Home » Blog » Company Law

Anglo Irish Bank Corporation (2)

There is a complete desert of information on the issue of the auditing of Anglo Irish Bank by Ernst & Young.

The first pertinent question to ask is, who were the accountants, as opposed to the auditors? Were Ernst & Young also the accountants?

The standard of care for an auditor is, almost invariably, that of the reasonably careful member of his profession. In short, just like a medical practitioner, the auditor is judged by the standards of practice among his peers.

There is a difference; the procedures to be followed by auditors are, in a sense, codified in accounting standards. Even where an accounting standard is not to be observed as a legal requirement, a failure to follow it is strong evidence of negligence. A court will not require proof by evidence of an expert on such a matter, just proof of the facts. Of course the plaintiff will still have to prove the loss flowed from the breach.

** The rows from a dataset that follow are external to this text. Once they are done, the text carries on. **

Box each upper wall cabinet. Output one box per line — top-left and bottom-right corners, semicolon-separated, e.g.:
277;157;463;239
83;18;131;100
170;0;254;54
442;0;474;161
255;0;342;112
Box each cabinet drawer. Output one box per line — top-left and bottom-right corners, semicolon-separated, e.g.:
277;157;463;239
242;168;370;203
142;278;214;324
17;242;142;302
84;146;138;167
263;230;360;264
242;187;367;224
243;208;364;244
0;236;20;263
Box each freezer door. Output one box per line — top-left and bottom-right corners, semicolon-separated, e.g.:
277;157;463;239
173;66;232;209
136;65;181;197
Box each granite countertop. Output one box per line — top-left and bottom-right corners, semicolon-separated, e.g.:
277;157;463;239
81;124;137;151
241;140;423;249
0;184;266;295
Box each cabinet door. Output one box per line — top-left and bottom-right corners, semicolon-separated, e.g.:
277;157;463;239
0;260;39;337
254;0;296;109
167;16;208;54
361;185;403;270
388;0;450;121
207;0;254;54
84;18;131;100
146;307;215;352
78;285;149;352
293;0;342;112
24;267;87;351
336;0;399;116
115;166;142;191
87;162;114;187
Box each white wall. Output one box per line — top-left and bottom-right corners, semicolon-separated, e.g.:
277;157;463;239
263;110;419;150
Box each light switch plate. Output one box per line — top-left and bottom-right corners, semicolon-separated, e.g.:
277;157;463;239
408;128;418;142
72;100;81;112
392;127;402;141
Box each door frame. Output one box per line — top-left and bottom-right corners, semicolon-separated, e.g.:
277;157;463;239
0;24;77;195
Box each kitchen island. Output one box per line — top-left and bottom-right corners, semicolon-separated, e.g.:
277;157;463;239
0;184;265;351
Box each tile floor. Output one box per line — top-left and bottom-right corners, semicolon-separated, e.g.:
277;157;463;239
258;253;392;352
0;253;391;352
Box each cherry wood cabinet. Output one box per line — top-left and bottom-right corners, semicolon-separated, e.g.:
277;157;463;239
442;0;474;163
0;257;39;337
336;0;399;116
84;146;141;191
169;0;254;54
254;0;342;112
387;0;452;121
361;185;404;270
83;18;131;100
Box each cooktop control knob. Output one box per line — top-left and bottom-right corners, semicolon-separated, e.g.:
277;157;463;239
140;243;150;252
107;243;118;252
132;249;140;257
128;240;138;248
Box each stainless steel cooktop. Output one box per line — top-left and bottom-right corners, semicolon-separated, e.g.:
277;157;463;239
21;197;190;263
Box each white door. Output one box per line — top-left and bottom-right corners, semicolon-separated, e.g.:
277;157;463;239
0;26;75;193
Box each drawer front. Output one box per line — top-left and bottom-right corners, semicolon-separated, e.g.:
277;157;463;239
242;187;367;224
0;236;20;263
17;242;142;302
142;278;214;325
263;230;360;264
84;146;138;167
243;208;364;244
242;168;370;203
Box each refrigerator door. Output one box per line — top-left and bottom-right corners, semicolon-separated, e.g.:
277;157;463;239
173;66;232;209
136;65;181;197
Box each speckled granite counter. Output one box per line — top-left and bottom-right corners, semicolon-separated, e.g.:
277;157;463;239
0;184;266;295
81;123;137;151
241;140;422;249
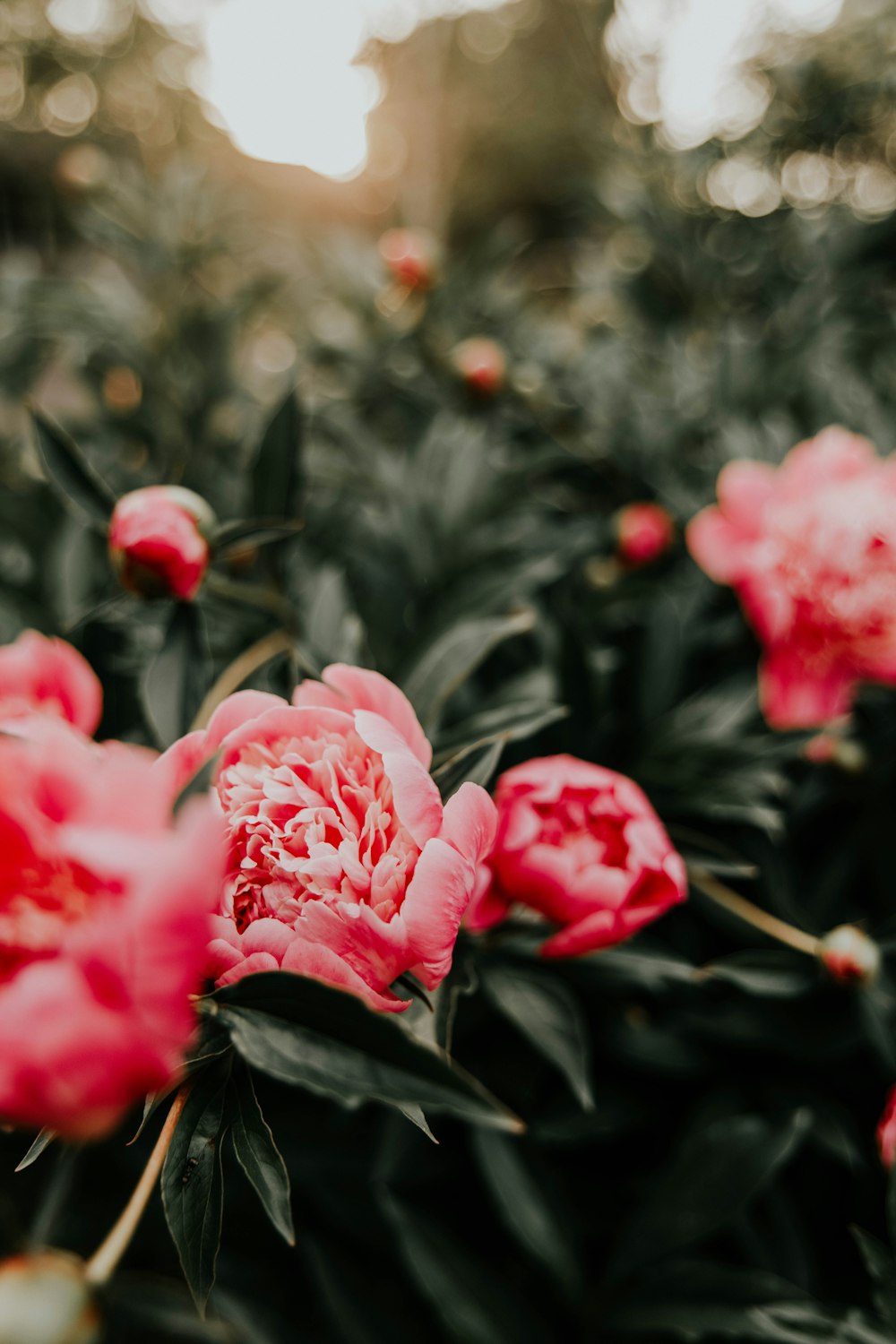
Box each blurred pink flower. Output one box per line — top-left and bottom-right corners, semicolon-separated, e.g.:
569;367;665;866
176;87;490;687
108;486;213;601
688;426;896;728
0;631;102;737
616;503;676;567
877;1088;896;1171
159;664;495;1011
466;755;688;957
0;719;223;1139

An auditor is entitled to rely on the internal controls in a company, particularly a large one. This is the reason why the identity of the accountant is important; if the internal controls were deficient Ernst & Young would have difficulty in relying on them if they established them or failed to implement them.

An auditor is entitled to rely on the assurances from management about the accounts. Nevertheless, an audit has to be planned and the plan has to take into account that the assurances from the management may be false. Therefore the auditor should consider where and how corroboration of information can be obtained.

In the case of Anglo Irish Bank, if IFSRA knew of the large Fitzpatrick loans for years, why did Ernst & Young not know of them? We know for sure that the loans were not reflected in the annual accounts and the accounts are required by law to show a true and fair picture of the state of the company’s accounts; that is precisely the averment required of an auditor in signing off on the accounts.

So, did Ernst & Young know of the loans and if they did not, why did they not? What added information did IFSRA have that Ernst & Young did not have?

Or, if IFSRA got the information, why did Ernst & Young not look to IFSRA on a regular basis to cross check what IFSRA knew with what Ernst & Young believed to be the case?

2 Comments

  1. The root cause is the issue here. Either you deal with that or you don’t.

    Sean Fitzpatrick for all the venom directed in his general direction would appear not to have broken the law.

    I don’t condone this activity or behaviour, but is it not appropriate to chase the auditor and regulator here?

    I can move money as can any customer. We are not as capitalist here are the US.

    Like me favourite term: ‘There’s nothing worse than a right wing lefty, or is it a left wing righty’! 😉

    It’s a game of two sides.

    Tom

  2. Anglo has its own accounts department and internal audit team. The latter appear before an Oireachtas committee tomorrow.

    It is not established, to put it mildly, that IFSRA knew of the real level of Anglo’s loans to FitzPatrick for years.My understanding is that the INBS short-term loans to him were shown in INBS returns but their significance was not understood.

    IFSRA would not be permitted to routinely share information with auditors.